Like, in my field: "How do you make a game render fast?" is not a question I can really answer. But "how do you fix [specific bottleneck on a certain type of GPU]?" very much is.

@eniko I haven't watched the videos in question, but it reminds me
of all those fluff pieces asking a rich person about the secrets to success (or "day in the life" pieces that are like: get up at 4 AM, check email, yoga, go to work... more yoga, dinner, check email again, video call with another continent, go to bed at 10), when it's mainly: Generational wealth, collecting the fewest racism/sexism debuffs, lying a little, and luck.

@eniko it's weird because most teachers have this profile - not a lot of industry experience because their job is, well, teaching.

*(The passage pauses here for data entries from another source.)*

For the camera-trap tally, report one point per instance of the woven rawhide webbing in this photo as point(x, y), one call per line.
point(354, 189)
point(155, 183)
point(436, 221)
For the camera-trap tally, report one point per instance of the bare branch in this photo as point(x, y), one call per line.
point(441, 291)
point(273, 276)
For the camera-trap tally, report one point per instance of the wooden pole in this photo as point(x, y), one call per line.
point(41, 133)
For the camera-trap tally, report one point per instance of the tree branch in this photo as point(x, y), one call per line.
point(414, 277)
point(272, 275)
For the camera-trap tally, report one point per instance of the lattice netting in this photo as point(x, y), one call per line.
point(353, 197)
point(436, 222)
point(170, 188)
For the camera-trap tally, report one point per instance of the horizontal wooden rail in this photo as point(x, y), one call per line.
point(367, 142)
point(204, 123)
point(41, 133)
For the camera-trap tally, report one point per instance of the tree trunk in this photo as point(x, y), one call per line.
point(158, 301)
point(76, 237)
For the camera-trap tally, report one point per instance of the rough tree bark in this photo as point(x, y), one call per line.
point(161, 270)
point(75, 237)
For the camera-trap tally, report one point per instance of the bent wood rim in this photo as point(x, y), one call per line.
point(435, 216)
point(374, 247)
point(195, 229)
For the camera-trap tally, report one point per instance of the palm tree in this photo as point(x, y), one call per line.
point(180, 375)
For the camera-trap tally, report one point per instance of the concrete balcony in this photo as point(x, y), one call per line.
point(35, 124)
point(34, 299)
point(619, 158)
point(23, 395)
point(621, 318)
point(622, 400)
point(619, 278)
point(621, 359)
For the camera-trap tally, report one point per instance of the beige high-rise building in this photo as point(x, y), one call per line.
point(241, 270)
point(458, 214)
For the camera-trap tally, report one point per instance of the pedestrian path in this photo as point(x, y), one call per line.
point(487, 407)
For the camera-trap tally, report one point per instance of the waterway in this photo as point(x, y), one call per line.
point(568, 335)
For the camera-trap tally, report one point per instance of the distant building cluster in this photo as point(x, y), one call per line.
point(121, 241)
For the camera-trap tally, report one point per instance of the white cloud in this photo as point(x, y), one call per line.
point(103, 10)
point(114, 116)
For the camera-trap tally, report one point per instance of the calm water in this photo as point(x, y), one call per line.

But the ecosystem of youtube vs. a school is quite different I suppose. Teachers at schools rarely goes "You guys are fucking lazy dev if you used uint32 instead of uint8, pls subscribe to my Patreon".

Hopefully?

@eniko the standard reference on screenwriting was written by someone with two produced movie scripts, which sit at 5.3/10 and 4.4/10 on IMDB respectively.
@eniko it sounds a lot like those people who make videos about how to do financial trading. They are most certainly not doing what they're telling people, it's 100% grifting
@eniko The ones that I enjoy is "here's how I figured this weird thing I wanted out!", and the best ones are maybe 3 minutes long.
@eniko I did a bit of a dumpster dive on this stuff because I was fascinated by it (and ruined my YT algorithm) and it is almost exclusively the domain of people just starting out, who have not achieved success, and who parrot Chris Zukowski, who markets games, but does not make them. The #1 biggest advice in all these videos is absolutely do not make a Platformer and Zukowski has shifted from "make a dark game" to "make a cozy game" in the span of a year.
@mayazimmerman no shade to zukowski but I would probably do the opposite of what he says because by the time he gloms onto a trend you're way past the time where you can develop and release a game and have that trend still fresh by the time your game is done >_>
@eniko 100%. Plus, just, if you're not making a game you want to make, for money reasons, why not just get a job? It will almost definitely pay better, and immediately. So many of these videos are like Don't take risks, don't put in too much time and effort, don't try to make it big, just ship products, and burnout is a big enough problem with game dev without eliminating the passion.
@mayazimmerman @eniko It is quickly becoming more realistic to try to directly sell things (like games) than it is for someone to actually land a software dev job. See the large exclusion of junior devs from the hiring pool and the difficulty of even senior devs getting employment. Not that I disagree with either of you (those gamedev videos are grifts and you should make what interests you cause it's the only thing that's gonna sustain).
@eniko from what I’ve seen most of these videos are people just starting out, who are cherry picking things from other videos that resonated with them, or without the experience to know how limited their absolutes are. They’re often enthusiastic, but rarely a source of wisdom.